Баронесса подняла руку, заклиная:
– Прекратите об этом, уж лучше я буду задыхаясь и с бьющимся сердцем одолевать лестницы.
Комната, в которую они вошли, была залита светом вечернего солнца, но в ней было жарко – из-за праздника забыли задернуть после обеда гардины перед балконной дверью, которую тотчас распахнул А., и открыть оба окна – рядом с правым окном стояло любимое кресло баронессы; в него она опустилась с легким вздохом:
– Усталость – неподкупный показатель… по нему видишь слишком точно, как сужается круг твоей жизни.
– Круг жизни может сужаться, а интенсивность возрастать, – возразил А.
– Я бы не назвала это интенсивностью, – задумчиво ответила старая дама, – это нечто иное… самое ничтожное становится для таких, как я, неописуемым образом многосторонним и таинственным, но зато все, что обычно считается более важным и большим, остается почти незамеченным.
– Я понимаю, – сказал А., так как после пережитого сегодня он действительно кое-что знал об этом. Странным образом он подумал при этом о прекрасном лице Хильдегард с его правильными чертами. Что прячется за этим лицом? Иногда, очень редко, оно открывалось в светлой, почти очаровательной улыбке – поблескивали ровные ряды зубов, – но даже тогда оставалось статичным в своей непроницаемости, в своем хрустальном оцепенении.
Баронесса между тем продолжала:
– И именно поэтому для нас, стареющих и старых, становятся скучными мнимо действительные ценности жизни: для нас они уже потеряли прелесть тайны. И напротив, все то, что является формой, становится для нас все более таинственным и все более и более привлекает наше внимание… Форма – это приключение старого человека, хотя для многих из нас речь идет лишь о светских формах…
– Да, – согласился А., – чем старше становится художник, тем больше он обычно заботится о форме.
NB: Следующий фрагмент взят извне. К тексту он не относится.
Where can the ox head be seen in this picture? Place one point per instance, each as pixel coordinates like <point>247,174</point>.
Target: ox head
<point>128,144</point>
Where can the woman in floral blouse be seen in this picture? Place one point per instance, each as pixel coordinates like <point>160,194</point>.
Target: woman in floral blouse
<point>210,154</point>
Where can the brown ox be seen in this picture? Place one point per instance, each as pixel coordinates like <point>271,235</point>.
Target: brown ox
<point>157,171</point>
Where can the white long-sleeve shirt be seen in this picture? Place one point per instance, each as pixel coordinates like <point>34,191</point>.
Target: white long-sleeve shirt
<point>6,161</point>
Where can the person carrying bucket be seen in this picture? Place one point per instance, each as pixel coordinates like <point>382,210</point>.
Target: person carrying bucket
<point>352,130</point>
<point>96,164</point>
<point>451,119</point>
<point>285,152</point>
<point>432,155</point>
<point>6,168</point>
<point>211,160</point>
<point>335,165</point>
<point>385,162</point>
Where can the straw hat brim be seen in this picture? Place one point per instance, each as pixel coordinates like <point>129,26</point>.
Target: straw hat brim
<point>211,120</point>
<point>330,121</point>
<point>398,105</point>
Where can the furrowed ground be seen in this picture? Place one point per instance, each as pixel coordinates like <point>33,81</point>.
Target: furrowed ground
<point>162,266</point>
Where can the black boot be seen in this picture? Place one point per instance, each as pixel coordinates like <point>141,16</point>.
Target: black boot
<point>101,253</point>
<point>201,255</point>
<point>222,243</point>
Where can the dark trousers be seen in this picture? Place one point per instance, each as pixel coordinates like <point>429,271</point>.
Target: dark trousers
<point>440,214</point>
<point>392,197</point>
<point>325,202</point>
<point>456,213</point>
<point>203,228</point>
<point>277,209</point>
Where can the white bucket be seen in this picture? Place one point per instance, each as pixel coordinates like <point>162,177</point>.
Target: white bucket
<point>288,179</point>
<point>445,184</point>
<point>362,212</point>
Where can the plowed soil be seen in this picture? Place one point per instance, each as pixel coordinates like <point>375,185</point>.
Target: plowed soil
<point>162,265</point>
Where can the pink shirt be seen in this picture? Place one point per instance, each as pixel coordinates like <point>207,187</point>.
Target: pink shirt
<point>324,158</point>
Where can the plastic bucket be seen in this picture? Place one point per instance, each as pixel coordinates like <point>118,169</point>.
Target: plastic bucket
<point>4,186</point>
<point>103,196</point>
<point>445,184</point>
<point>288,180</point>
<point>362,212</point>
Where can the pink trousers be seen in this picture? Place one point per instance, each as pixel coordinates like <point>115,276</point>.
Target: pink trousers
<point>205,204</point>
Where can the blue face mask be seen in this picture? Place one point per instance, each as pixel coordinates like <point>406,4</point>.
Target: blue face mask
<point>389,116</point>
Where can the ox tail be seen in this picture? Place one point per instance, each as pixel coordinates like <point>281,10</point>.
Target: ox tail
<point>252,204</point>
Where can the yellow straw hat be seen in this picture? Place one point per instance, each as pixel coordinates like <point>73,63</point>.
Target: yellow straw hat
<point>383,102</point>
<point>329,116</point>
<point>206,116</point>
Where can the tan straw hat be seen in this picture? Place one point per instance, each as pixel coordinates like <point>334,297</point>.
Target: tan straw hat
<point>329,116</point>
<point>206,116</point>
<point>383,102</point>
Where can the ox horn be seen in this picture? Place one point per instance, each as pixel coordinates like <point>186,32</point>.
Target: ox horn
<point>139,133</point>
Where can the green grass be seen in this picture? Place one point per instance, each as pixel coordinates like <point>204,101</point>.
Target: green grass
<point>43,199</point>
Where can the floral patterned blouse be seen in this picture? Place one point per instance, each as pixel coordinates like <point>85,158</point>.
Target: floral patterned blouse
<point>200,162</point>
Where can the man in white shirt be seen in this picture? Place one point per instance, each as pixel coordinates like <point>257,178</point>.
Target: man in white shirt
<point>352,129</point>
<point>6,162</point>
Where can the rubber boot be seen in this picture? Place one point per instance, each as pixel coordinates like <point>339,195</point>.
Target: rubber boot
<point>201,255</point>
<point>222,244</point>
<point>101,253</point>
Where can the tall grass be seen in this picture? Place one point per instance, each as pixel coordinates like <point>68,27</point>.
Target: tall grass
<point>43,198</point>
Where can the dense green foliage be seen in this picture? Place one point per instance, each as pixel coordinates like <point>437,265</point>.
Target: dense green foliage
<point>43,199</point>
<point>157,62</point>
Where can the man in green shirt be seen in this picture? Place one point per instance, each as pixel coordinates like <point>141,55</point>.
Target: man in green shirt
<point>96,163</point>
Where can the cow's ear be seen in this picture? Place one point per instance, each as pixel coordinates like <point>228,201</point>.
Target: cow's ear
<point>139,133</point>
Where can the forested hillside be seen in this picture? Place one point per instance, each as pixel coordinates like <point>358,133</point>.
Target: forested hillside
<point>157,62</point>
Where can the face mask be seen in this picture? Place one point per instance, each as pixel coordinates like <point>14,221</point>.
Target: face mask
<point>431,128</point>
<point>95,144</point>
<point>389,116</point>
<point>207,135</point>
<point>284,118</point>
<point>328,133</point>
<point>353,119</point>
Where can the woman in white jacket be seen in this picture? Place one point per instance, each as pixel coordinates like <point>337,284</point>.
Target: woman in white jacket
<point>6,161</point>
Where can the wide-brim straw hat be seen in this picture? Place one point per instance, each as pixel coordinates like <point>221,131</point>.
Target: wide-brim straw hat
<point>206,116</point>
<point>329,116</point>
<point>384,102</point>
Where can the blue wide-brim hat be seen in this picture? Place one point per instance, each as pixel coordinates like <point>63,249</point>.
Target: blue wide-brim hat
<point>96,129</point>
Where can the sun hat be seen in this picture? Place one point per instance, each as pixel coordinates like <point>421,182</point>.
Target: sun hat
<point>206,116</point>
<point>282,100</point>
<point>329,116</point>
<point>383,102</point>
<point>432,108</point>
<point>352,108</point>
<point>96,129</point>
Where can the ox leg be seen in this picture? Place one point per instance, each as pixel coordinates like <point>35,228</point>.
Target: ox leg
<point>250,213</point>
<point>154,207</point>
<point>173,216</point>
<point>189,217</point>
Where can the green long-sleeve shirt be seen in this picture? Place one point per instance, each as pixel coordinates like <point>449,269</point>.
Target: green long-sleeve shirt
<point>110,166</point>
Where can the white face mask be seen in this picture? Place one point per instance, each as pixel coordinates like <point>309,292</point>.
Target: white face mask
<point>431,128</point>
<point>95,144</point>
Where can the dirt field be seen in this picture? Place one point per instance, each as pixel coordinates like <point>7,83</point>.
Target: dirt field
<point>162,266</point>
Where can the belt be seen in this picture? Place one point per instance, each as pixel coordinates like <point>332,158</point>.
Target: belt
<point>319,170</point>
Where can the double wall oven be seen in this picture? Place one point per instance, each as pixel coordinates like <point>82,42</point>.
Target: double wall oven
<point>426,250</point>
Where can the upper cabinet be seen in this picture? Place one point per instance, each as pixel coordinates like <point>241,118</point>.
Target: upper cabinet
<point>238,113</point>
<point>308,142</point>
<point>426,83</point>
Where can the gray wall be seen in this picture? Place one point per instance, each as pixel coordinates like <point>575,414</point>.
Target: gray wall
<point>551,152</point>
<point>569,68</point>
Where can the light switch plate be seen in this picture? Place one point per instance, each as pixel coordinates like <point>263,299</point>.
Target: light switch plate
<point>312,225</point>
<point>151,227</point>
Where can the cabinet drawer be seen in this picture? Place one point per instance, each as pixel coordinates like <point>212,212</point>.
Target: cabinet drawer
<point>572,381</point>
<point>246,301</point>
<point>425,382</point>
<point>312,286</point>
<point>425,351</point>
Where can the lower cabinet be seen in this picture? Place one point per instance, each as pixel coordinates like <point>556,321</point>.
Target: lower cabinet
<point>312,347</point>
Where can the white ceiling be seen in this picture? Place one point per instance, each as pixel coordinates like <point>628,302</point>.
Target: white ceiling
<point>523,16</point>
– В нашей игре с тайной формы, – продолжала она, – мы, старики, вроде детей – заигравшиеся, как они, и аморальные, как они… В царстве форм, не только светских, нет никакой морали, в лучшем случае похожие на мораль правила; можно ли убивать, здесь неважно, только способ, каким это делается, имеет значение и карается за ошибки… Ребенок еще не оставил форму, мы же, у которых царство «содержания» уже в прошлом, мы к ней вернулись… не будь мы так избалованы и равнодушны, мы, старики, в конце концов из-за преступной нерасчетливости и ненадежности стали бы непременно преступниками… – она рассмеялась слегка, – но этого я не посмела бы сказать моему доброму мужу; правда, я в тогдашней моей глупости этого еще не знала… ах, почему же вы не присядете?
Из стульев, стоявших у печки, А. выбрал самый ближний и подсел к баронессе.
– Никто не может сказать, что он стар, госпожа баронесса… за те короткие сроки, что нам дарованы, «я» и душа не имеют времени, чтобы измениться.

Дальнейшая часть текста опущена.